Personal information
- Full name: Tomislav Duka
- Date of birth: 7 September 1992 (age 34)
- Place of birth: Split, Croatia
- Height: 1.90 m (6 ft 3 in)
- Position: Goalkeeper

Team information
- Current team: Orkan Dugi Rat

Youth career
- 2003–2007: Hajduk Split
- 2007–2011: RNK Split

Senior career*
- Years: Team / Apps / (Gls)
- 2011–2017: RNK Split / 37 / (0)
- 2012: → Kamen Ivanbegovina / ? / (?)
- 2012–2013: → Zagora Unešić (loan) / 28 / (0)
- 2013–2014: → Imotski (loan) / 21 / (0)
- 2017–2018: CFR Cluj / 0 / (0)
- 2018–2019: Hajduk Split / 3 / (0)
- 2019–2020: Istra 1961 / 8 / (0)
- 2020: Zagora Unešić / 12 / (0)
- 2021–2023: Žalgiris / 39 / (0)
- 2024: Velež Mostar / 2 / (0)
- 2025: Dugopolje / 14 / (0)
- 2025–2026: Zadar / 29 / (0)
- 2026–: Orkan Dugi Rat / 0 / (0)

= Tomislav Duka =

Croatian footballer

Tomislav Duka (born 7 September 1992) is a Croatian professional footballer who plays a goalkeeper for Orkan Dugi Rat.

== Club career ==
Duka went through the youth teams of his hometown clubs HNK Hajduk Split and RNK Split, joining the latter at the age of 15, subsequently moving up to the club's senior side.
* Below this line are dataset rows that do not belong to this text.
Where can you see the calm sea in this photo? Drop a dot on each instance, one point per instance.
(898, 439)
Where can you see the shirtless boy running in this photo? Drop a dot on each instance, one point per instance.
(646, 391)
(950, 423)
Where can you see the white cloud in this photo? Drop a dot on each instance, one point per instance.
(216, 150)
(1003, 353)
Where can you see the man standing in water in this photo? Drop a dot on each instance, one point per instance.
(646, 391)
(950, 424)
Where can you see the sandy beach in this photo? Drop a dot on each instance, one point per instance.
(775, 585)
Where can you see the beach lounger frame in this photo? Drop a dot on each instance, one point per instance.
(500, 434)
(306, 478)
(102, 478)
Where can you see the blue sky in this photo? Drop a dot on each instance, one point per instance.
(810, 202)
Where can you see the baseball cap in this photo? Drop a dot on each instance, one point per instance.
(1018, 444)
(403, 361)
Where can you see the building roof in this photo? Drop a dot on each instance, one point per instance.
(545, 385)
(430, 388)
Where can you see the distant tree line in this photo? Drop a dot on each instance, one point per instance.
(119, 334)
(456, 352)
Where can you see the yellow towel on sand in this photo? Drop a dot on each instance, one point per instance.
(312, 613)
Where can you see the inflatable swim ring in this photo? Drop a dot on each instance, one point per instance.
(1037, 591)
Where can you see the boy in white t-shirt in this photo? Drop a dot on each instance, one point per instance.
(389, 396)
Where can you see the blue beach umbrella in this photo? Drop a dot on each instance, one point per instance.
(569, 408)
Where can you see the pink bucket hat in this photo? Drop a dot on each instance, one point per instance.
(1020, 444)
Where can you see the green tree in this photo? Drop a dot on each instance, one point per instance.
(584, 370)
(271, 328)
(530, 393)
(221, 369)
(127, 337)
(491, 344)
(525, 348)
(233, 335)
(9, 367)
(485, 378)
The club's third-choice goalkeeper after Andrija Vuković and Danijel Zagorac, he went on a series of loans. First, the fourth-tier Kamen Ivanbegovina, which he helped achieve promotion to the Treća HNL Jug, he moved on to third-tier NK Zagora Unešić and then NK Imotski, which he, helped achieve promotion to the Druga HNL. After the departure of Andrija Vuković, Duka became the substitute of Danijel Zagorac, finally getting his chance to debut in the Prva HNL in March 2016, at the age of 23, in face of Zagorac's upcoming departure from the club. He gained some media recognition after starring in RNK Split's away 0–0 draw against HNK Rijeka, being hailed by the local media as the team's hero after the match.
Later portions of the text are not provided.